O’Brien is loyal too, but her penchant for scheming seems to have gotten the best of her.  She sent a letter to Vera Bates (who is the worst, but only second to Richard Carlyle) telling her about John’s whereabouts, which she instantly regrets after realizing Vera’s plan to drag the Crawley name through the mud.  In one of their patented secret stairwell chats, O’Brien says “I’ll not be standing by while she brings misery and ruin down on my lady.”  To which Thomas replies, incredulously (well, as incredulous as a person can be with smirk still on their face) “You started it!”

But the worst is still coming.  William wants Daisy to marry him before he goes.  Daisy will be a war widow, with a pension, and he’ll know that she’ll be taken care of and she know’s that leading him on will always be on her conscience.  With Daisy dressed in her Sunday best and William immobile in his hospital bed, they are married.  The biggest room that William is ever going to sleep in is decked out with garlands of beautiful flowers fit for both a wedding and funeral.  And Daisy stays by his side until he doesn’t need her or anyone anymore.

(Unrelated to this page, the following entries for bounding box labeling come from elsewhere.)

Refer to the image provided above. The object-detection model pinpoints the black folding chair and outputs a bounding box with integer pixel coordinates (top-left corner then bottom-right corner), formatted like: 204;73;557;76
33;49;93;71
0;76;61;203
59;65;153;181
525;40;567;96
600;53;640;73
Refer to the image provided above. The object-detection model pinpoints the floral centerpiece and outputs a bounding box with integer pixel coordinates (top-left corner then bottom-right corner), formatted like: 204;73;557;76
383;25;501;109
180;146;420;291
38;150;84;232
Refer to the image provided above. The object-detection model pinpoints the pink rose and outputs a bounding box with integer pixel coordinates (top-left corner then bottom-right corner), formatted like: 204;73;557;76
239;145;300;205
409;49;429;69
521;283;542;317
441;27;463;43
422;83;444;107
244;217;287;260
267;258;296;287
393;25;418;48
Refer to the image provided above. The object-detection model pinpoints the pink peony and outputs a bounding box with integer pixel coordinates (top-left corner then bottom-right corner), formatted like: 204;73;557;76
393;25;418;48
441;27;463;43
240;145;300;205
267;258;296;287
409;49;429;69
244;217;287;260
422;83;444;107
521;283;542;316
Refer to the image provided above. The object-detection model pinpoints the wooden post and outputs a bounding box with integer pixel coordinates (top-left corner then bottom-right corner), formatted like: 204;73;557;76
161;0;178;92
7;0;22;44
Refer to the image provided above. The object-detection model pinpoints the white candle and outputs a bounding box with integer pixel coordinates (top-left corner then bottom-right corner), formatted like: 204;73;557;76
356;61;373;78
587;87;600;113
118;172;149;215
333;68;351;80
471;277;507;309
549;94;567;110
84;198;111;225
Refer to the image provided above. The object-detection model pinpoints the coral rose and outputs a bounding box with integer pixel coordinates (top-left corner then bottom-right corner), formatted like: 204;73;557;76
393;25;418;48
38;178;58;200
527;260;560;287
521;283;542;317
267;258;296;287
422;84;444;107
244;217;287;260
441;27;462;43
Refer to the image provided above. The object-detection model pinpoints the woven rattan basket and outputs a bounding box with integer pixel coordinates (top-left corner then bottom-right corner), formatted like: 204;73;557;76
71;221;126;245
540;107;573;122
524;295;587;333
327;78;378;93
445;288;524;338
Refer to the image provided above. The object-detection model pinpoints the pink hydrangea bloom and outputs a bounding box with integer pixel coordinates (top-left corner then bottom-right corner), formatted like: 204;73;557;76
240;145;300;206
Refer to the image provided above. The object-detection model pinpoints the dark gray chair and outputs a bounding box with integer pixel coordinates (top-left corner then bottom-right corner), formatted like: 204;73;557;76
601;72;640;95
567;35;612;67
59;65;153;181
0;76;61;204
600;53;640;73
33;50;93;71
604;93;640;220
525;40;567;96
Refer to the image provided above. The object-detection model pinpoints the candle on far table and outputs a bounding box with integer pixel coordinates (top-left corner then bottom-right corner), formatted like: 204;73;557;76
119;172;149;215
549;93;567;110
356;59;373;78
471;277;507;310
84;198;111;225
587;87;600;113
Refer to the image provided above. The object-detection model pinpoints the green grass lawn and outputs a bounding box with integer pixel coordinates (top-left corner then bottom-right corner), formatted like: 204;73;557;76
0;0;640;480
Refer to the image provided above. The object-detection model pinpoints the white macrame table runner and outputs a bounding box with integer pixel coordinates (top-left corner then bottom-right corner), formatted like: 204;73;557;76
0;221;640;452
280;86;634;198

The ceremony is performed by the vicar, who Violet awesomely strong-arms into doing it.  He has some doubts about Daisy and William’s motivations, but Violet tells him to suck it up and work around them, because the only reason why he can afford to have scruples is because Robert pays him.  “I tried and failed to save him from conscription, and I will certainly attend his wedding.”  You don’t mess with the Dowager Countess, even if she can’t figure out how to use the telephone.

A little Downton levity.

But the hits just keep on coming, and they are devastating.  In spite of William’s sacrifice, Matthew’s spine is permanently damaged.  Though he may regain most of his health, Clarkson’s prognosis is that he will never walk again.  And he will never be able to have children.  The most heartbreaking scene of the series thus far, was Mary valiantly trying to soft-pedal the truth and Matthew’s look of utter self-loathing and resignation through his tears as he worked out what his life would be like now.

Mary is perhaps the character that has changed the most this season.  She comforts poor Lavinia without agenda because Matthew has set her free, telling her “I won’t steal away your life.”   And in an act that is an even further blow to a pride that was once legendary, she goes to Sir Richard to try and put a gag on Vera, and it’s terrible.  In case we weren’t completely sure at the start of the season, now we know.  Richard is a sketchy jerk with a disgusting sense of entitlement.

Mary, admirably, owns up to the mistake.  And Richard agrees to fix it, but it comes with a price.  In his mind, since Mary “sullied” herself, they would enter into a marriage agreement as equals.  And he plans to hold it over her head for the rest of their lives.  “As my future wife, you’re entitled to be in my debt.”  Seriously Mary, run.  Run as far and as fast as you can.  Vera is tricked into giving up the story and could be thrown in jail if she breathes a word of it, and Richard prints the engagement announcement posthaste.

I almost made it through the episode without crying, but once Isobel walked into that grand old room to see her Matthew lying there, I started to tear up.  This was definitely the turning point and it will be interesting to see how Fellowes and company negotiate, as Mary said “the start of a different life” for this family.